I started writing with pen and paper again this year. I bought a nice notebook and a new pack of V5s, the only pen you’ll ever need. I wanted to give myself a space for slow, thoughtful reflection to find some clarity of self and ideology. I wrote almost every day for the first few months of the year, but I eventually fell off the wagon and it’s been sporadic since late April. This is a regular occurence in my hobbies. Even when creating in complete privacy, I get overly critical of myself and become paralyzed at the thought of continuing due to feelings of inadequacy. I feel useless or trite any time I start writing and like I’m not making any valuable point to myself or anyone else by continuing. I even feel like that right this instant! And that feeling is its own topic for another day. From this paralysis, though, I recently found one small piece of reprieve: a legal pad.
The one with the black bar at the top gluing all its pages together and yellow, legal-ruled paper with the double red line on the left. I grabbed it randomly on my way to a meeting one day at work because I couldn’t find my usual notebook and knew I would need to jot some things down. The clarifying moment came when I noticed how casual I was about my scribbling throughout the meeting. Using a notebook, I’ve often assigned some invisible importance to what gets written down in there, but the legal pad felt closer to scrap paper for stray and meandering thoughts. I wrote more in that meeting than I had in several months. Sure, not all of it was perfectly jotted down and maybe won’t be referenced again, but I definitely felt like I was more present and that I took more from the meeting because of it.

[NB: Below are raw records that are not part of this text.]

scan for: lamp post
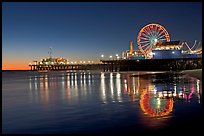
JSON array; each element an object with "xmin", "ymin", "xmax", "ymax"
[{"xmin": 109, "ymin": 55, "xmax": 113, "ymax": 59}]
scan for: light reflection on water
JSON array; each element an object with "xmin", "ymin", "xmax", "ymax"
[{"xmin": 3, "ymin": 71, "xmax": 202, "ymax": 133}]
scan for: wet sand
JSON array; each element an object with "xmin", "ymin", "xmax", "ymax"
[{"xmin": 181, "ymin": 69, "xmax": 202, "ymax": 80}]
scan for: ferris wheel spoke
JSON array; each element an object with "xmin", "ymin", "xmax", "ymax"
[
  {"xmin": 140, "ymin": 37, "xmax": 148, "ymax": 40},
  {"xmin": 158, "ymin": 35, "xmax": 165, "ymax": 39},
  {"xmin": 158, "ymin": 31, "xmax": 164, "ymax": 37},
  {"xmin": 144, "ymin": 28, "xmax": 151, "ymax": 38},
  {"xmin": 142, "ymin": 33, "xmax": 150, "ymax": 38},
  {"xmin": 144, "ymin": 45, "xmax": 151, "ymax": 52},
  {"xmin": 147, "ymin": 26, "xmax": 153, "ymax": 37},
  {"xmin": 153, "ymin": 26, "xmax": 157, "ymax": 35},
  {"xmin": 141, "ymin": 43, "xmax": 150, "ymax": 48},
  {"xmin": 149, "ymin": 27, "xmax": 154, "ymax": 36}
]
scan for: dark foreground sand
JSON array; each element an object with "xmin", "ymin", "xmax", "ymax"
[{"xmin": 181, "ymin": 69, "xmax": 202, "ymax": 80}]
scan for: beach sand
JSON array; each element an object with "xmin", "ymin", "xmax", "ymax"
[{"xmin": 181, "ymin": 69, "xmax": 202, "ymax": 81}]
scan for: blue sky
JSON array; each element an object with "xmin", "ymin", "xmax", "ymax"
[{"xmin": 2, "ymin": 2, "xmax": 202, "ymax": 69}]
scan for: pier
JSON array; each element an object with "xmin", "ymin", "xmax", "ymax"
[{"xmin": 29, "ymin": 58, "xmax": 202, "ymax": 71}]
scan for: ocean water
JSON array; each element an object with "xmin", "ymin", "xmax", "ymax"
[{"xmin": 2, "ymin": 71, "xmax": 202, "ymax": 134}]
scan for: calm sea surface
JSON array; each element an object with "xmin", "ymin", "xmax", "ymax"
[{"xmin": 2, "ymin": 71, "xmax": 202, "ymax": 134}]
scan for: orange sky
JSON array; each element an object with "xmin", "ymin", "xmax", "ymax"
[{"xmin": 2, "ymin": 62, "xmax": 30, "ymax": 70}]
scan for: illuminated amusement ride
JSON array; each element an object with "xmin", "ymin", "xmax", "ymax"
[{"xmin": 122, "ymin": 24, "xmax": 202, "ymax": 60}]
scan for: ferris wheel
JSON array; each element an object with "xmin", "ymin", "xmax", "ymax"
[{"xmin": 137, "ymin": 24, "xmax": 170, "ymax": 58}]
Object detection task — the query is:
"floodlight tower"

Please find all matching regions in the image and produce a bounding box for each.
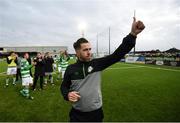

When I went to think about writing for myself again, I realized that my “nice notebook” and favorite pen may be making me overly ritualize what needs to feel more casual, so I picked up another legal pad and started writing there this time and I instantly felt more at ease with myself. I was able to quickly fill up several pages with random thoughts and ideas I was considering and swapped between them as I saw fit. I never felt overwhelmed by the idea of needing to follow-through and stay on topic or write War & Peace in one draft. I scratched things out, wrote in the margins, left myself notes, crossed things out, and rearranged whenever I wanted. It made writing more personal and less stressful than it had been in a long time, and I think the casual, “scratch pad” framing of the legal pad helped me reach that point.